DELIA CAZARRÉ ALVEZ ( LITA) * 

IDENTIFICAÇÃO  ENTRE PESSOA E POESIA

 

 CArmen Maria Serralta

Carmen Maria Serralta**   

                                                   

               Delia Cazarré de Álvez nasceu em Melo, Uruguai, mas desde menina residiu em Rivera. Seu primeiro amor foi lecionar, professora de vocação, ensinou por muitos anos o idioma espanhol. Na literatura, abordou prosa e poesia.

               Em parceria com Mirtha Garat de Marin - de quem foi amiga e colega no Ensino Secundário em Rivera -, escreveu contos, ensaios e crônicas, e deste feliz encontro foram publicados os trabalhos - Imagen del gaucho e Breve interpretación de un mundo -, além de La mirada del tiempo, que é um ensaio sociocultural sobre a cidade e o departamento de Rivera. É interessante destacar que tanto Lita quanto Mirtha não eram riverenses de nascimento, mas ambas se sentiam riverenses de coração, e esse livro La mirada del tiempo foi uma importante contribuição ao estudo, bem como uma generosa retribuição ao lugar que carinhosamente as recebeu. Para ficarmos com as palavras das autoras: “Este estudo é uma visão, entre assombrada e meditativa, de um lugar que nos magnetizou. E quer contribuir a interpretar e a projetar o encanto deste mundo peculiar e sui-generis”. Nesse trabalho se mesclam, com naturalidade, o subjetivismo da crônica, a emoção da poesia, o rigor do ensaio e a objetividade da pesquisa.
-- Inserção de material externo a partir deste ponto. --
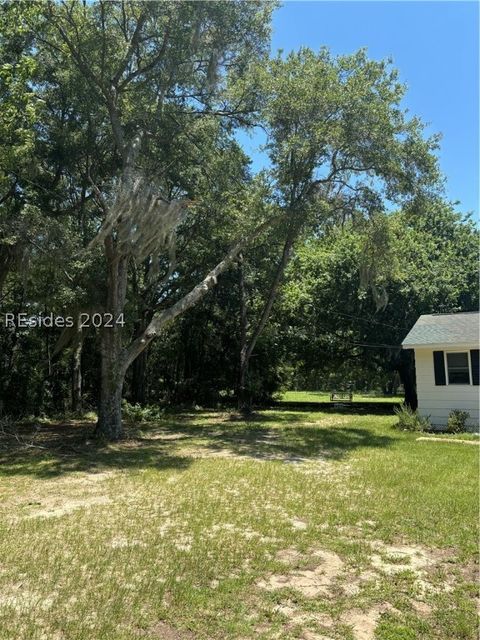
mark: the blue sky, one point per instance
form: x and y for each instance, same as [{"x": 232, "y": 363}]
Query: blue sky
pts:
[{"x": 434, "y": 45}]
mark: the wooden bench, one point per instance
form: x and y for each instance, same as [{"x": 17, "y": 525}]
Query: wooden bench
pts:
[{"x": 344, "y": 396}]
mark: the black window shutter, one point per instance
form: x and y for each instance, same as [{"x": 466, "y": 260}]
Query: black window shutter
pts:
[
  {"x": 439, "y": 368},
  {"x": 474, "y": 358}
]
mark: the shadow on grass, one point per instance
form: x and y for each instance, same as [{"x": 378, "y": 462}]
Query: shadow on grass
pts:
[
  {"x": 175, "y": 441},
  {"x": 53, "y": 450}
]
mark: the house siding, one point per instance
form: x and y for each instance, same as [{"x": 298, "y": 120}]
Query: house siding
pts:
[{"x": 437, "y": 401}]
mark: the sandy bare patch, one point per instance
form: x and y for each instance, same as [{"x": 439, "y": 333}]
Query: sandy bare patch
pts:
[
  {"x": 310, "y": 582},
  {"x": 120, "y": 542},
  {"x": 298, "y": 525},
  {"x": 363, "y": 623},
  {"x": 433, "y": 439},
  {"x": 392, "y": 559},
  {"x": 20, "y": 599},
  {"x": 165, "y": 631},
  {"x": 68, "y": 505},
  {"x": 312, "y": 635}
]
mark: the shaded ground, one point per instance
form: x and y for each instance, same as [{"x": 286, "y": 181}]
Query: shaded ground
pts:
[{"x": 203, "y": 526}]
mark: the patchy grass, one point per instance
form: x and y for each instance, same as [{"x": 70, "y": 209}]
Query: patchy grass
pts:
[
  {"x": 324, "y": 396},
  {"x": 202, "y": 525}
]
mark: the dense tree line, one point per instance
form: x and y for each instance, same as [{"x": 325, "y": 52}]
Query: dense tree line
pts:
[{"x": 125, "y": 196}]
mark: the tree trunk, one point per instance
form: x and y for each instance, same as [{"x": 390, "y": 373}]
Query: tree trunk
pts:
[
  {"x": 139, "y": 369},
  {"x": 77, "y": 377},
  {"x": 245, "y": 400},
  {"x": 113, "y": 368},
  {"x": 109, "y": 425}
]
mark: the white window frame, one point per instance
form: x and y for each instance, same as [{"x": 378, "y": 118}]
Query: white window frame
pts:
[{"x": 469, "y": 360}]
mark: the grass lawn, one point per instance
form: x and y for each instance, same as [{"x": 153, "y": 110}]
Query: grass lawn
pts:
[
  {"x": 324, "y": 396},
  {"x": 201, "y": 526}
]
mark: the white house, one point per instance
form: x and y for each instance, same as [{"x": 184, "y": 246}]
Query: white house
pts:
[{"x": 446, "y": 365}]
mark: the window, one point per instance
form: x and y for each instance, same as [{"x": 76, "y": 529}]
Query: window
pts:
[{"x": 458, "y": 368}]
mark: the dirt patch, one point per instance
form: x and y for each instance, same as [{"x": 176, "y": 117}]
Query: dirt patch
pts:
[
  {"x": 363, "y": 623},
  {"x": 309, "y": 582},
  {"x": 59, "y": 508},
  {"x": 165, "y": 631},
  {"x": 20, "y": 599},
  {"x": 432, "y": 439},
  {"x": 124, "y": 543},
  {"x": 392, "y": 559}
]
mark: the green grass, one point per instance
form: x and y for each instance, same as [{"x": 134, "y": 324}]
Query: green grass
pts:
[
  {"x": 324, "y": 396},
  {"x": 180, "y": 531}
]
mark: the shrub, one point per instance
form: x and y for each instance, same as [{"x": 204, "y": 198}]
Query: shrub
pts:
[
  {"x": 136, "y": 413},
  {"x": 409, "y": 420},
  {"x": 457, "y": 421}
]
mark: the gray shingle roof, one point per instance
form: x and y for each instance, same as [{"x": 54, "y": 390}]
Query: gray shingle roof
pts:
[{"x": 444, "y": 328}]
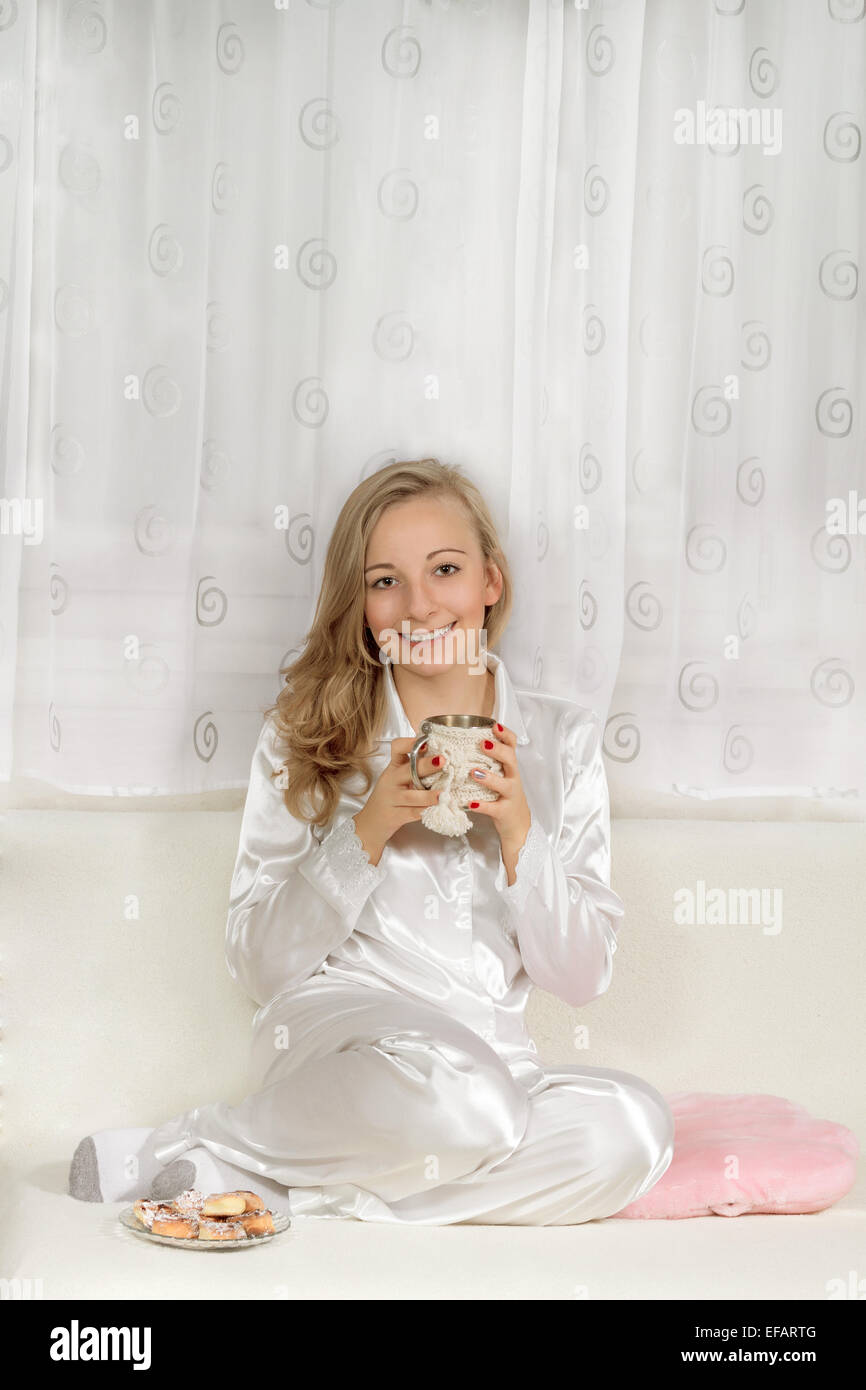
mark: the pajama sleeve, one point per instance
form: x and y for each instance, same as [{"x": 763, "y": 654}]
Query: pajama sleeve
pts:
[
  {"x": 560, "y": 909},
  {"x": 296, "y": 891}
]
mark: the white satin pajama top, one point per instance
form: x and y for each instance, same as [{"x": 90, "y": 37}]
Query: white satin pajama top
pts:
[{"x": 435, "y": 919}]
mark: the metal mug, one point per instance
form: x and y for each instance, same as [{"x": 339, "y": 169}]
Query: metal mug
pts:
[{"x": 449, "y": 722}]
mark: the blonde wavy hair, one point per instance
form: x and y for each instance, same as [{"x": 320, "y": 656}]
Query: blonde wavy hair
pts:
[{"x": 332, "y": 705}]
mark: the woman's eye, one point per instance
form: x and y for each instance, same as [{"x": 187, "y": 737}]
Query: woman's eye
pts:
[{"x": 446, "y": 565}]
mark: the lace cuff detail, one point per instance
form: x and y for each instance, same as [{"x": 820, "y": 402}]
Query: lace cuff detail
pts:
[
  {"x": 349, "y": 862},
  {"x": 530, "y": 861}
]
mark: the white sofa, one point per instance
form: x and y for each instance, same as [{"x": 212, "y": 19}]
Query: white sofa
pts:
[{"x": 117, "y": 1019}]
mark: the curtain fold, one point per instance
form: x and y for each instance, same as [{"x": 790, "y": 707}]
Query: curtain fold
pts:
[{"x": 250, "y": 255}]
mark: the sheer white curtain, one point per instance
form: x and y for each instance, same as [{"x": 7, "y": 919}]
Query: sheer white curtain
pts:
[{"x": 253, "y": 253}]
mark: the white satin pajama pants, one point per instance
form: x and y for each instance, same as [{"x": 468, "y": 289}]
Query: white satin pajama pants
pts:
[{"x": 377, "y": 1107}]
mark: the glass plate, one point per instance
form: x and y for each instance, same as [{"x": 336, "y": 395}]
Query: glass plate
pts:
[{"x": 127, "y": 1218}]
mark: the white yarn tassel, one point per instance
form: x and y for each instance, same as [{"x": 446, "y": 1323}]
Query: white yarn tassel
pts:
[{"x": 448, "y": 818}]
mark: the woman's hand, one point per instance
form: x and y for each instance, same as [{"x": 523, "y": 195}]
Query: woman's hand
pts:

Em suma, as autoras conseguiram criar uma nova receita literária cujos ingredientes, bem dosados e temperados cativam, desde o início, o leitor.  

               Por outro lado, Delia Cazarré de Álvez é possuidora de uma intensa vivência lírica. Para quem teve o privilégio de conhecê-la na intimidade, logo chama a atenção a total impossibilidade de separar a pessoa da artista, o dado biográfico da realização poética.

               Existem correntes da crítica literária que pretendem dissociar o autor da obra, subestimando o sentimentalismo pessoal na obra de arte. O poeta francês, Paul Valéry, disse certa vez que, felizmente, o autor não é jamais o homem. Cazarré prova o contrário. Assim, a sensibilidade alerta, a fineza de sentimentos, a inteligência ágil, bem como uma atitude afirmativa diante da vida, e sensível diante de seus mistérios, são atributos comuns à mulher e à poeta.

               Um de seus grandes temas, portanto, é o mundo familiar, o qual lhe inspira altos momentos de poesia, a começar pelo belíssimo poema evocativo do pai construído em majestosos e emocionados alexandrinos, e que é todo ele um achado de imagens eficazes: “fuimos pájaros-niños circundando tu casco” (fomos pássaros-crianças circundando teu casco), “anclas de seda” (âncoras de seda) e “Y las aves plegaran sus alas por tu ausencia” (E as aves dobraram suas asas por tua ausência). Em um poema sobre o nascimento de uma neta, Delia restaura a emoção de qualquer nascimento, integrando sua experiência íntima à de toda grande família humana. Ela faz a ponte, por ser poeta, entre sua vida particular e a do leitor, lembrando o adágio que diz: se alguém me fala, é porque fala de mim.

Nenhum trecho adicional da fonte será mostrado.